Use a repository pattern at `packages/nextjs/services/database/repositories/`. Each entity gets its own file with typed CRUD functions:

```typescript
// packages/nextjs/services/database/repositories/users.ts
import { users } from "../config/schema";
import type { InferInsertModel } from "drizzle-orm";
import { eq } from "drizzle-orm";
import { db } from "~~/services/database/config/postgresClient";

export type User = InferInsertModel<typeof users>;

export async function getAllUsers() {
  return await db.query.users.findMany();
}

export async function getUserById(id: string) {
  return await db.query.users.findFirst({
    where: eq(users.id, id),
  });
}

export async function createUser(user: User) {
  return await db.insert(users).values(user);
}
```

## Using the Database in Next.js

Server components can import repository functions directly — no API route needed:

```typescript
// packages/nextjs/app/users/page.tsx — Server Component
import { getAllUsers, createUser } from "~~/services/database/repositories/users";

const users = await getAllUsers(); // Direct DB access in server components
```

For client-side mutations, create an API route that calls the repository:

```typescript
// packages/nextjs/app/api/users/route.ts
import { createUser } from "~~/services/database/repositories/users";

export async function POST(request: NextRequest) {
  const { name } = await request.json();
  const user = await createUser({ name });
  return NextResponse.json(user);
}
```

SE-2 already includes `@tanstack/react-query` — use `useQuery` and `useMutation` for client-side data fetching and mutations against these API routes.

## Database Workflow

```bash
# Development (fast, no migrations)
docker compose up -d                  # Start local Postgres
yarn drizzle-kit push                 # Push schema directly to DB
yarn drizzle-kit studio               # Open Drizzle Studio UI
yarn db:seed                          # Seed with test data
yarn db:wipe                          # Reset all tables

# Production (stable schema)
yarn drizzle-kit generate             # Generate SQL migration files
yarn drizzle-kit migrate              # Apply migrations to DB
```

Use `push` during active development. Switch to `generate` + `migrate` when the schema is stable. Never use `push` in production.

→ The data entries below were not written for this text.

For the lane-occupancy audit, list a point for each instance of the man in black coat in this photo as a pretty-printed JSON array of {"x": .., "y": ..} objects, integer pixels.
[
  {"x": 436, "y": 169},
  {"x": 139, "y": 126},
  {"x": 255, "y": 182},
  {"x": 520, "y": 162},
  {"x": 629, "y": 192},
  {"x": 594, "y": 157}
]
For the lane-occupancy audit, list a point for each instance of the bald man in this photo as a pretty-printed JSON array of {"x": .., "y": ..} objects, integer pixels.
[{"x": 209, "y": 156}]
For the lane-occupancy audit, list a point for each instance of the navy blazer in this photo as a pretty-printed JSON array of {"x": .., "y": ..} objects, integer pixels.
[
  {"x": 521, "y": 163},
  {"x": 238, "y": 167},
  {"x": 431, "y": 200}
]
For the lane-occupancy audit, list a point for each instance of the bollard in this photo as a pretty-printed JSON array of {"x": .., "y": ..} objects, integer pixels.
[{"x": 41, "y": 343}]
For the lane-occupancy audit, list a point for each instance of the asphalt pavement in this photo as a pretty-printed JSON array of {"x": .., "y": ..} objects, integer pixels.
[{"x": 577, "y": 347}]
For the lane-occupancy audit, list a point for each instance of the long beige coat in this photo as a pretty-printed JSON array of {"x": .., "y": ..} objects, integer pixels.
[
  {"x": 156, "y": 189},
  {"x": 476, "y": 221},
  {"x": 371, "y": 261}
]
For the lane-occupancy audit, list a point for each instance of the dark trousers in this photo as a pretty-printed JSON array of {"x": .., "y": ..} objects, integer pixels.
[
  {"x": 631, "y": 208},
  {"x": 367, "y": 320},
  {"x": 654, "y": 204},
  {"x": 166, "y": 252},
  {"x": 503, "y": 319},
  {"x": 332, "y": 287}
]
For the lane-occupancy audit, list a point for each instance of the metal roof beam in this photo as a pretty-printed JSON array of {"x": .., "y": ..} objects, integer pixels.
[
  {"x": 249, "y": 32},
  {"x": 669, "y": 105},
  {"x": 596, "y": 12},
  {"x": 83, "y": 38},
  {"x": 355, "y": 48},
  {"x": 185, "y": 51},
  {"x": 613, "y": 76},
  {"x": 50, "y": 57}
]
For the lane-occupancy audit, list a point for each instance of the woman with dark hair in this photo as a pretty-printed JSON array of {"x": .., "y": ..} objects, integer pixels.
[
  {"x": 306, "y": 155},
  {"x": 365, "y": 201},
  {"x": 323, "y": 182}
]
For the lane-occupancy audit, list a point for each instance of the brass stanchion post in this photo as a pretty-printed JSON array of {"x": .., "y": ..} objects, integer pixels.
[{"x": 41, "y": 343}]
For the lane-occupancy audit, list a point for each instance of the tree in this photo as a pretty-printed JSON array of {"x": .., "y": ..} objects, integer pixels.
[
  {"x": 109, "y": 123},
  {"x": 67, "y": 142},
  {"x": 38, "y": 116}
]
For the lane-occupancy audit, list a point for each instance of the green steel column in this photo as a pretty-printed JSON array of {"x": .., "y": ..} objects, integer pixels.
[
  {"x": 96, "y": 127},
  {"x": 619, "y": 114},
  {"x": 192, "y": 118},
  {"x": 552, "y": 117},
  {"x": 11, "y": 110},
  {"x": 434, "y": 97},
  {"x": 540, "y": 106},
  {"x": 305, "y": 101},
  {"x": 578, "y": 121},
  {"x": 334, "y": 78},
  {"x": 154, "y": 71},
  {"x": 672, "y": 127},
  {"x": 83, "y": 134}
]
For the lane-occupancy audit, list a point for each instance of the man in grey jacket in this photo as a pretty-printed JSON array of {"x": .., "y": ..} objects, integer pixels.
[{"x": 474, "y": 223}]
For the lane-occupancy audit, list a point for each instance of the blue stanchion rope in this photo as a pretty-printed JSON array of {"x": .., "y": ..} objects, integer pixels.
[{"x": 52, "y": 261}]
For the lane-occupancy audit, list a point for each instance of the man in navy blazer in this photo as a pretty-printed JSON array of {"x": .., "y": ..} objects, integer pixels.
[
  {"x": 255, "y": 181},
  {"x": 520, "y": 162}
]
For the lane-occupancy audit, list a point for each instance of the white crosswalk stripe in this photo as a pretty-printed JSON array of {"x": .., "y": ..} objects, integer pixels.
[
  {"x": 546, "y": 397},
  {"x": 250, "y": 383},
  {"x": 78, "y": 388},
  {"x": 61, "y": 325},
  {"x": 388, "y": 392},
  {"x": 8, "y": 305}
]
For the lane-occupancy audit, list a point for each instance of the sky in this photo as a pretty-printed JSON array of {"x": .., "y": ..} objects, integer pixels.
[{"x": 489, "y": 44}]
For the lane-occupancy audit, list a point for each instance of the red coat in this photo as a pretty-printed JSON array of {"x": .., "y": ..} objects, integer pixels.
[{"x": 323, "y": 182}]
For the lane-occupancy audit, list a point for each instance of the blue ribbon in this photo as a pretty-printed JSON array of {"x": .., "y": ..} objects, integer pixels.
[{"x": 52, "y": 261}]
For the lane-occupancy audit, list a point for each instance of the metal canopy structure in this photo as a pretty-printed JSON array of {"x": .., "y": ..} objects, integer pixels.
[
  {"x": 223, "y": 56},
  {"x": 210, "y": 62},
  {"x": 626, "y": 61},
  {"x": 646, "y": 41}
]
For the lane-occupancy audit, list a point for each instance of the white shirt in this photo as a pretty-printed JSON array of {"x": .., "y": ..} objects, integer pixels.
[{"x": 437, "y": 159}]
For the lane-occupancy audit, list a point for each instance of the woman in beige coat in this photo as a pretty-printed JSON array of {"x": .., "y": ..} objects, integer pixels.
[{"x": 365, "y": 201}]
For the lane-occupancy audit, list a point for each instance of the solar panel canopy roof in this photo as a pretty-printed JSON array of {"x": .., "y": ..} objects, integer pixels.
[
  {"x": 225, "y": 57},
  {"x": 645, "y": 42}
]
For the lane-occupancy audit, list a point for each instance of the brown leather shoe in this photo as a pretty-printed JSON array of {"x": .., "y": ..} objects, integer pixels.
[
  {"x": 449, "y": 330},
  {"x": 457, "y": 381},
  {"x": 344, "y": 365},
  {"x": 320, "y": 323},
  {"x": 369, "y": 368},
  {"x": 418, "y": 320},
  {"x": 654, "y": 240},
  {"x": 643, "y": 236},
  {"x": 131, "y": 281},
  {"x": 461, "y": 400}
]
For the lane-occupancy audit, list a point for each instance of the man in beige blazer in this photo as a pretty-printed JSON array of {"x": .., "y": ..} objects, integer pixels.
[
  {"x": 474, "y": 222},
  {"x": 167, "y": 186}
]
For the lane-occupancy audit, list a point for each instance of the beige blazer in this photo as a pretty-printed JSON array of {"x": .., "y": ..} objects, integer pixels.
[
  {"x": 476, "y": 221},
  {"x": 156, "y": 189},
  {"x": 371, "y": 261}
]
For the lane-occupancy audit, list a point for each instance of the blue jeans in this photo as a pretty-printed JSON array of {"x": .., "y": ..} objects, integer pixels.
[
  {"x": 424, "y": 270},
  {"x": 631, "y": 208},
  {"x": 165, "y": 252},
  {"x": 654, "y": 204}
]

## Gotchas & Common Pitfalls

**`casing: "snake_case"` must match everywhere.** Set it in both `drizzle.config.ts` and every `drizzle()` client call. Mismatched casing causes queries to reference wrong column names.

**Don't import the `db` client in client components.** The database client only works server-side (Server Components, API routes, Server Actions). For client-side mutations, use API routes or Server Actions.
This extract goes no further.